The Spirit Halloween franchise of stores places pop-up locations in recently closed businesses. Anything that looks like a chain mall and suffers the fate of modern brick-and-mortar reality, is soon to be occupied by the ghost of death, the occupation of Spirit Halloween. Someone heard about the trouble of the movie business and that theaters were going under and had a bright idea: it’s time to occupy these spaces with a corny cinematic version of our store.
You can only hope that was the pitch. “This industry looks to be on its last legs, we’re almost required to make a Spirit Halloween out of it.” The fun part about searching for a Spirit Halloween is they will tell you on their website what businesses all of their stores used to be. The other fun thing is that because they do not initially design their spaces, they are all a little different, having funny quirks, occasionally interesting stock differences, a separate formal design, and layout store-to-store, given the practicalities of occupying former retail spaces and not needing to do the legwork of a total redesign for one season of sales.

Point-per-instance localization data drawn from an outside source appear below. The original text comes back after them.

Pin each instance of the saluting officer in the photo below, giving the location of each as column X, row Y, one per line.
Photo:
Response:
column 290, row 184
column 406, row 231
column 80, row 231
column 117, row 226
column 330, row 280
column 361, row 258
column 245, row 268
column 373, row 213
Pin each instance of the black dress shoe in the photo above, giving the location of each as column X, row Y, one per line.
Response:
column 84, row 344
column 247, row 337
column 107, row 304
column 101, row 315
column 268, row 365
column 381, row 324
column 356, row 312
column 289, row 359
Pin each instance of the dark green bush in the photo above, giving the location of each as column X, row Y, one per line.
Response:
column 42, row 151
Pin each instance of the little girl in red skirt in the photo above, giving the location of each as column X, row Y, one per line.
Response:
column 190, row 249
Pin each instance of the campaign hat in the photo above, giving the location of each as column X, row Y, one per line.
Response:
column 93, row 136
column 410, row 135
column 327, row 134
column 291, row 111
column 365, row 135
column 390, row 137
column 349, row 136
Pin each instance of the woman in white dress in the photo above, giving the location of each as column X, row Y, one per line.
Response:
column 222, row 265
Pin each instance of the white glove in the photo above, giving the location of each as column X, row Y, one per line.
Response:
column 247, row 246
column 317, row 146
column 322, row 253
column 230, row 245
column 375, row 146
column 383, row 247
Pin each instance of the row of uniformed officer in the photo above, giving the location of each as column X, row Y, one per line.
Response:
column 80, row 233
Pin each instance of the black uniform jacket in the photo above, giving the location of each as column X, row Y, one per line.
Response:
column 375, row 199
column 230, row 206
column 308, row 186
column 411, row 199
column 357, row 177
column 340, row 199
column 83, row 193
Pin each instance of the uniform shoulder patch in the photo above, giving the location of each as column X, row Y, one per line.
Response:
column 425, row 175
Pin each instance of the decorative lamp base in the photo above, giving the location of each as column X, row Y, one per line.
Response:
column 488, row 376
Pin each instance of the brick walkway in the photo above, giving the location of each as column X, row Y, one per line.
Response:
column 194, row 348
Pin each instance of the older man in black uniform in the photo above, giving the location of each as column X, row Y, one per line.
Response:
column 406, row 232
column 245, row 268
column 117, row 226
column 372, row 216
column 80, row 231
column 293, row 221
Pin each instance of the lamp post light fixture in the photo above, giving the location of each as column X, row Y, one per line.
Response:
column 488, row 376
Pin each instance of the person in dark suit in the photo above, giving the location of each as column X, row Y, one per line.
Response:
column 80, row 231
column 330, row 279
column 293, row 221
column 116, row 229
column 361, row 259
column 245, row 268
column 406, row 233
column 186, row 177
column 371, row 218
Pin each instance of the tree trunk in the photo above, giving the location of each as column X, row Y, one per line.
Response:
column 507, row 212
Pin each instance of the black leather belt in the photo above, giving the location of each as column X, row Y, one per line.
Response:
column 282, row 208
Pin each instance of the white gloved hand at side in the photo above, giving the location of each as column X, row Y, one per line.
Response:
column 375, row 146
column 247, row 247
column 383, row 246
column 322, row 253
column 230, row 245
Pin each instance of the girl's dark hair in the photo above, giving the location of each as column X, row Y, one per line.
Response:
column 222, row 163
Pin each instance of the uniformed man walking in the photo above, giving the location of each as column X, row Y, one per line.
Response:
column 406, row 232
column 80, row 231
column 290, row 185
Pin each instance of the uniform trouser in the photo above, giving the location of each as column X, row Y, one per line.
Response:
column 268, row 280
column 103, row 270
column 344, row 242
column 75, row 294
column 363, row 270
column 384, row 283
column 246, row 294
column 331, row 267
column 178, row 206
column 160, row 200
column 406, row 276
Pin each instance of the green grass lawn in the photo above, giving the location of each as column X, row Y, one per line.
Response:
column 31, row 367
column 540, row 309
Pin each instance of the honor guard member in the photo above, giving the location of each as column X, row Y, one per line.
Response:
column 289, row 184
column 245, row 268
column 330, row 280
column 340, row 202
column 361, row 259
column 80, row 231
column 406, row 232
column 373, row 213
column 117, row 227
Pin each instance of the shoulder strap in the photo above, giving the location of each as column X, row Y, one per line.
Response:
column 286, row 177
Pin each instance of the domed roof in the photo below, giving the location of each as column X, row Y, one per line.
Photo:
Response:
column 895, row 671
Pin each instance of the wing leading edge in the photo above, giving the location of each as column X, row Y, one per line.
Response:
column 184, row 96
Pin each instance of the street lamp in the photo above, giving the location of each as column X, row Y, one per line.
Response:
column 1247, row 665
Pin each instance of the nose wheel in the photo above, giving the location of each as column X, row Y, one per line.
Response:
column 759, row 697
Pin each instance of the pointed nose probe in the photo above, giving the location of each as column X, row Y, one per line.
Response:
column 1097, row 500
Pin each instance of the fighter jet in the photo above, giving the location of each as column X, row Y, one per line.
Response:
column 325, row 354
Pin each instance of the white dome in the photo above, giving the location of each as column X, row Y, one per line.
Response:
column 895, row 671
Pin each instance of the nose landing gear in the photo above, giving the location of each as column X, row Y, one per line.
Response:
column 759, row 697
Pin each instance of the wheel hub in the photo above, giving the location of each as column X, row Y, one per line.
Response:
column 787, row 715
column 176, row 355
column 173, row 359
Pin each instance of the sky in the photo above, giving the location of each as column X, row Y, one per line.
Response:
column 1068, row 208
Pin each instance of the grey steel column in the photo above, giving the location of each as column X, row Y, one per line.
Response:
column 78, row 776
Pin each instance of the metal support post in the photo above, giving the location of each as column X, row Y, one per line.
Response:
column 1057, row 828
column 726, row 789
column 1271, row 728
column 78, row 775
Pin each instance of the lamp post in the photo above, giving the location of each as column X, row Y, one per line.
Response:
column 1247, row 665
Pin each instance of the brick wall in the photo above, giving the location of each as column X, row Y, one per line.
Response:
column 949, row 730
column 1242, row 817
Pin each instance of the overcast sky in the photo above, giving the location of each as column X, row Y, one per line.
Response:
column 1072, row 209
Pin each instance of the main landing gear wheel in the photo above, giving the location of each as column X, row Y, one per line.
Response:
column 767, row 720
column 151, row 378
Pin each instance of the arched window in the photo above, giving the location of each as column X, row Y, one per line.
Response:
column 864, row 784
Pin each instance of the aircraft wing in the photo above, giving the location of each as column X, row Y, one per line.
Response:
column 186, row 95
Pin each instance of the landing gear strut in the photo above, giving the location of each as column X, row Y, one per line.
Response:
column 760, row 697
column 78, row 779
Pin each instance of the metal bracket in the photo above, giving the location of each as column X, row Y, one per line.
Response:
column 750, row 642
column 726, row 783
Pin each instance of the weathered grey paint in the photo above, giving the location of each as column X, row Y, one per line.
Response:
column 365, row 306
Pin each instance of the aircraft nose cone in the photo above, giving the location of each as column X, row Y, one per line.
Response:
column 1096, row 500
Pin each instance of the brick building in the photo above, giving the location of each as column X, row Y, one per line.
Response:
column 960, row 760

I recently visited my first Spirit Halloween with my daughter and some The Twin Geeks associates. I think they are clever stores. They are like the fun parts of haunted houses but miniaturized and marketed back to the consumer. I enjoyed, especially, that the setups in the store sparked some fear in my daughter. I always hope Halloween can be the perfect blend of a thinning of the veil, wherein we can get in touch with our relationship to death, but also a holiday that helps us confront difficult things: our fears and anxieties.
Of course, you should go to the stores themselves. You don’t need to watch this silly half-baked advertisement. It doesn’t give you a real reason. Maybe there are fans enough of this brand to entertain such a proposition, but it’s really hard to fathom the market for this movie. Perhaps you live in a rural location and cannot access one of these stores. Fair play. Maybe you want to see what’s inside them. There are many YouTube tours that might serve the same need more efficiently. You do not need any story to weigh this project down.
Because it’s a long-form advertisement, the movie must spend time showing a wide range of merchandise. It really is a fascinating and eclectic assortment of autumnal fixtures. What comes across in the stores and not so much in the movie is the hyper-fixated licensed content that they sell makes up a large part of their non-giant-animatronic-displays. You can find Chucky masks, Michael Meyers disguises, and The Nightmare Before Christmas (1993) everything. The movie must opt, of course, for the more generic lines of items, aligning consistently with what your idea of a generic horror store would stock. That’s just the nature of this movie which exists only to promote the idea of these stores selling you things.
The movie is the cinematic equivalent of candy corn. You know better. You know you won’t like it. You know it’s just marketing. There is no substance, nutrition, or flavor there. Anything else you consume will be better for you. You will regret it in a moment. One handful will be enough. The starchy sweetness of it is too much to bare. It is a product of general annoyance and apathy, but one you might engage with, because it’s just that time of year, and you’ve decided to do things like that. That’s why you buy candy corn and why you end up watching this movie. The problem with candy corn is you only need a small handful a year and they sell it in giant bags because they know it’s the only time they will get your money, and the movie is the same way. There’s less than a short film here, but you probably aren’t paying for a glorified amateur YouTube video, so here’s the movie equivalent of an overfull bag where most of it should really be thrown in the garbage.
It’s hard to imagine the brand is strong enough for anyone to hold any of this up, whether or not you even think that is a valid venture for a movie. There’s just not enough sauce there. The idea of some kids daring each other to stay the night in a Spirit Halloween is pretty basic stuff and nothing flashy or surprising happens while they’re there. It is pretty low-level children’s horror fodder, even, with an insulting script, and untrained child actors. No shame for anyone involved but there’s no glory either. It reeks of exactly what it is: a marketing stunt that would be hard-pressed to find a real audience. But I’m here. You’re here. I went to the store. I watched the movie. You read this review about it. There must be an inkling of an idea here, that the celebration of Halloween’s commercial side is interesting enough. Surely, there are a plethora of Christmas movies about such simple concepts as going to the store for wanted items and the transactional experiences of Christmas. And then, there are not really Halloween ones that go beyond trick-or-treating. So perhaps you want one of those and care to suffer this movie to get there.